Steve Sheinkin, Les aventures de Rabbi Harvey est votre première bande dessinée publiée en France. Quel est votre parcours ?
Steve Sheinkin : J’ai toujours adoré dessiner. Au collège et au lycée je dessinais des vignettes de mes professeurs – certains les appréciaient, d’autres en devenaient fous furieux. Mais je ne me suis jamais considéré comme un artiste. Je me vois plus comme un auteur qui s’amuse à dessiner. Ce que j’aime dans la bande dessinée, c’est qu’un style visuel distinctif est plus important pour l’histoire que de réelles aptitudes techniques. Du moins c’est ce que je me dis.
Pourquoi un Rabbin chez les cow-boys ?
J’ai grandi en aimant tout à la fois les cultures américaine et juive, ce qui fait que ces histoires et environnements se sont toujours mêlés dans ma tête depuis mon plus jeune âge. Quand j’ai décidé de réaliser des bandes dessinées basées sur des histoires juives traditionnelles, je les ai tout naturellement situées dans le Grand Ouest. Et en fait, plus je faisais de recherches et plus je découvrais qu’il y avait vraiment beaucoup de Juifs sur la frontière américaine au XIXème siècle. Il y a même un livre, Les pionniers juifs, où l’on peut trouver deux pleines pages de photos de maires juifs de villes du Grand Ouest !
Avez-vous eu du mal à imposer ce personnage auprès des maisons d’édition ?
Très dur – j’ai connu des centaines de rejets pendant près de huit ans. Beaucoup d’éditeurs semblaient aimer l’idée mais la trouvaient trop bizarre. Aussi j’ai continué à travailler sur les bandes dessinées et j’ai eu la chance qu’elles soient devenues de plus en plus à la mode aux Etats-Unis ces dix dernières années. Et donc je pense que mon idée a commencé à paraître moins bizarre aux éditeurs.
Pourquoi la sobriété du noir et blanc ?
Au début, je réalisais mes bandes dessinées en noir et blanc.
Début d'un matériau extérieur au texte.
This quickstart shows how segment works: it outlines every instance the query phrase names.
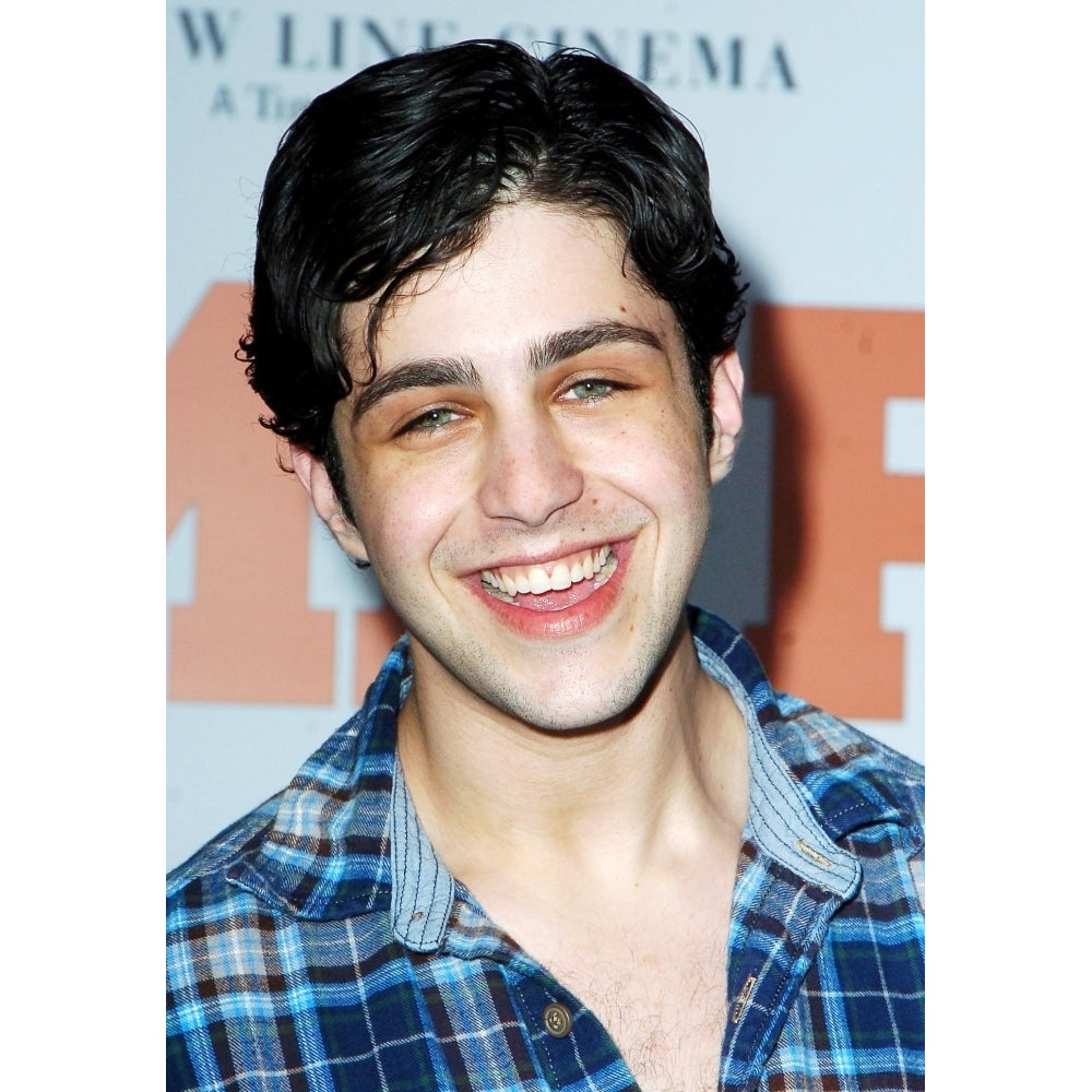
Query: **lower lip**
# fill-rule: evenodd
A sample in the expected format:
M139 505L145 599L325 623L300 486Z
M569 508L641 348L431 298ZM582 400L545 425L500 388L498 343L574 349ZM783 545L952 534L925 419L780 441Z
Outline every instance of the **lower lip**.
M521 637L535 640L574 637L593 629L610 613L621 592L621 582L626 575L630 547L630 543L612 544L612 551L618 561L614 574L605 584L596 587L591 595L585 595L578 602L566 602L584 591L575 584L563 592L529 595L526 596L529 606L518 606L490 595L482 586L480 579L477 577L473 578L474 591L505 626ZM593 582L594 579L593 577Z

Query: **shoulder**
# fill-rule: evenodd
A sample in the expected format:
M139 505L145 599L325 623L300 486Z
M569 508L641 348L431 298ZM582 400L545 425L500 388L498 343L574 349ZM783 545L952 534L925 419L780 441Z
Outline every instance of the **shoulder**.
M834 838L869 821L906 828L921 852L925 840L925 768L830 713L778 693L781 713L770 727L775 746L815 802Z
M206 842L188 860L167 873L167 911L194 885L224 875L238 859L261 842L272 826L283 794L271 796L249 815L237 819Z

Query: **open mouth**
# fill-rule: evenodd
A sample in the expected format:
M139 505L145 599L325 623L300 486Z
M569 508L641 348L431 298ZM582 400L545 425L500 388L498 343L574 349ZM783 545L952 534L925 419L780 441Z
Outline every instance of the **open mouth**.
M519 603L520 595L545 596L568 591L574 584L591 594L602 587L618 568L609 546L580 550L545 565L506 565L482 570L482 586L505 603Z

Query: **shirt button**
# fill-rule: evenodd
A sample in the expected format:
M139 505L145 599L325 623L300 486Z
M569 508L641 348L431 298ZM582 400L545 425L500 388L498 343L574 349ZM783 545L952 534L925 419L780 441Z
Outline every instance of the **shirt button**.
M559 1001L550 1001L543 1010L543 1021L555 1038L565 1038L572 1028L572 1013Z

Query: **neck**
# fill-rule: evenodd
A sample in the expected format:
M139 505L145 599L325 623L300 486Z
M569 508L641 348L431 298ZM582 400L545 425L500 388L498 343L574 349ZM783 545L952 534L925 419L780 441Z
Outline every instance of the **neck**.
M399 751L425 830L472 888L498 862L539 887L624 881L710 839L738 844L746 729L685 626L639 705L594 731L543 732L447 697L415 685Z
Après quelques années de rejet, j’ai ajouté de la couleur en utilisant mon ordinateur. La version américaine de Rabbi Harvey est en couleurs mais je suppose que l’éditeur français a préféré l’original en noir et blanc.
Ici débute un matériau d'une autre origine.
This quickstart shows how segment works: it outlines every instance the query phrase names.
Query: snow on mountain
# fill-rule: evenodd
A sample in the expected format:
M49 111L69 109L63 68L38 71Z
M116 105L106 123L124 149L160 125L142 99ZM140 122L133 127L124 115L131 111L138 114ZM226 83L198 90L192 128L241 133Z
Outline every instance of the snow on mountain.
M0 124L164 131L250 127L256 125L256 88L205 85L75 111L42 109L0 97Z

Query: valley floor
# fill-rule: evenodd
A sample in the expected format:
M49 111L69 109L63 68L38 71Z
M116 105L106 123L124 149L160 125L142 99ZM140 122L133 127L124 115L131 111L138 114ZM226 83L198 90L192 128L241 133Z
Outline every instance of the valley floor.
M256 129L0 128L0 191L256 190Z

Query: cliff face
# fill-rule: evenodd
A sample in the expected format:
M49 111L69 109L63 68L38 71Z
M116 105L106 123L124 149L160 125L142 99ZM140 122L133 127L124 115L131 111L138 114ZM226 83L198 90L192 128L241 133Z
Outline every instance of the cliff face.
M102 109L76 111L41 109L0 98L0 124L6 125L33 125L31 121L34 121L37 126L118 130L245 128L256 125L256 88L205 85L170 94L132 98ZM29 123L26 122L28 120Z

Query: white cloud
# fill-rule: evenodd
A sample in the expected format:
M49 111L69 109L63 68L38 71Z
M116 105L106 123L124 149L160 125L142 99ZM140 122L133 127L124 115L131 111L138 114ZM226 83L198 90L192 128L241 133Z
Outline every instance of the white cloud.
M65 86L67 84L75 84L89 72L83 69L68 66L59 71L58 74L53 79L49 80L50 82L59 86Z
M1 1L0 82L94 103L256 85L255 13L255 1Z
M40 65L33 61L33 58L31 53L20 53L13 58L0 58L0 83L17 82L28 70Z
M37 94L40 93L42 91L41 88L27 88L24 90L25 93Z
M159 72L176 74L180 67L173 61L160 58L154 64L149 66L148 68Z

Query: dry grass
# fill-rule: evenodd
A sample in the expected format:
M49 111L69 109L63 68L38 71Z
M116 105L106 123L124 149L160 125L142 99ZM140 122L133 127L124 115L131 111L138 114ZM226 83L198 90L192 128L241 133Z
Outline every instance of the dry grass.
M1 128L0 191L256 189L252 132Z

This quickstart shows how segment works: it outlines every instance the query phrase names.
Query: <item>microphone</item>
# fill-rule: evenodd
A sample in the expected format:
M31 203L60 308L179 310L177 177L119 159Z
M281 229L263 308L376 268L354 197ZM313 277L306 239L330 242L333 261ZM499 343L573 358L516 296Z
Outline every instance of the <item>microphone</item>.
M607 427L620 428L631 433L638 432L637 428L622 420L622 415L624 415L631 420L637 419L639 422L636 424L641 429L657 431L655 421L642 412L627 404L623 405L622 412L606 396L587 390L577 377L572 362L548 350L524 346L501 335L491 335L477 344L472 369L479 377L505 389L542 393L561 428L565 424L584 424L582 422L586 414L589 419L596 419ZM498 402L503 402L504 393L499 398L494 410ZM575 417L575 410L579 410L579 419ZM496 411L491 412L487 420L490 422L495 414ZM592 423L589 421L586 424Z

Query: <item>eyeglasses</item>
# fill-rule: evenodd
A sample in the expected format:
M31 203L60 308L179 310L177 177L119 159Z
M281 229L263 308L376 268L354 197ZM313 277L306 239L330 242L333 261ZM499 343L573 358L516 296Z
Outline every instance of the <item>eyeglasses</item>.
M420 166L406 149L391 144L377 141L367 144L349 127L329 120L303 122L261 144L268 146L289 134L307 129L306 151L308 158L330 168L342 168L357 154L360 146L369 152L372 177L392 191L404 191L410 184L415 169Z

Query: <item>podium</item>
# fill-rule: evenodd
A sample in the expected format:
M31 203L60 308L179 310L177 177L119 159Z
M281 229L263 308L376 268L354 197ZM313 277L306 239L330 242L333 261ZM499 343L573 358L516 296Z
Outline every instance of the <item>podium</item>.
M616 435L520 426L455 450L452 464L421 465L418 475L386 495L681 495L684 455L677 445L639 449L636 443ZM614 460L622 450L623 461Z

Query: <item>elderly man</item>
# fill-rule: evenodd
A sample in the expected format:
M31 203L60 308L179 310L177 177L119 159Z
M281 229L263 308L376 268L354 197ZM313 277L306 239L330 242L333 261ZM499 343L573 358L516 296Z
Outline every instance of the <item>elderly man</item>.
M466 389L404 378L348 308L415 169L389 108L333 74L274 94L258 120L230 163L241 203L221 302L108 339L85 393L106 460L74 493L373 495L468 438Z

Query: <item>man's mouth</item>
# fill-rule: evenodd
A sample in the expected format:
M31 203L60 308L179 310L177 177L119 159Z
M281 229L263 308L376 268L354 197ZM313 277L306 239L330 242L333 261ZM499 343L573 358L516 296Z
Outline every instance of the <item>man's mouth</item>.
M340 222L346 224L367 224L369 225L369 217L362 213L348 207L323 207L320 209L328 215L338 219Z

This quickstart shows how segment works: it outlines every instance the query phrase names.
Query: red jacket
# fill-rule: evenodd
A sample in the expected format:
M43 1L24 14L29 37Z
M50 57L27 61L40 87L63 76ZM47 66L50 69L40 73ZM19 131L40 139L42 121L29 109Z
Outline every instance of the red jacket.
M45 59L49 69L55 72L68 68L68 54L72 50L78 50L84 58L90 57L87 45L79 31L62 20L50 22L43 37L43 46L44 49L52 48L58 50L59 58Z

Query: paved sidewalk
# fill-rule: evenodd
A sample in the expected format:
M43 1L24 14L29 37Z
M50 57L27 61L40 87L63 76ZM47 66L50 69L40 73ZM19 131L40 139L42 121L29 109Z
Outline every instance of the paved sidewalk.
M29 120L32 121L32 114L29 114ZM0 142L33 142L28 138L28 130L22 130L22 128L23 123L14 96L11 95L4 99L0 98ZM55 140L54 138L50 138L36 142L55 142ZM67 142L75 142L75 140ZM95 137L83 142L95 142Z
Y’aura t’il une suite aux aventures de Rabbi Harvey ? Quels sont vos projet ?
Oui, le deuxième livre de Rabbi Harvey, Rabbi Harvey Rides Again (Le retour de Harvey le rabbin) a été publié aux Etats-Unis au début de l’année. Je travaille actuellement sur le troisième volume. Je réalise aussi quelques bandes de Rabbi Harvey pour le Net. En fait, j’ai réalisé une bande dessinée où Harvey le rabbin fait la critique d’une bande dessinée française, Le chat du rabbin 2 de Joann Sfar. [A découvrir en cliquant ici]
Si vous deviez faire découvrir la bande dessinée à un ami, laquelle lui offririez-vous ?
J’essaie toujours d’amener ma famille et mes amis vers la bande dessinée. Ici aux Etats-Unis, beaucoup de gens pensent encore que la bande dessinée n’est qu’affaire de super-héros et d’histoires pour les enfants. Nous sommes très en retard sur la France dans ce domaine. Voici quelques ouvrages que j’ai offerts récemment : Exit Wounds de Rutu Modan ; The Push Man and other stories de Yoshihiro Tatsumi ; une série des albums de Monsieur Jean par Dupuy et Berberian, et tout Chris Ware.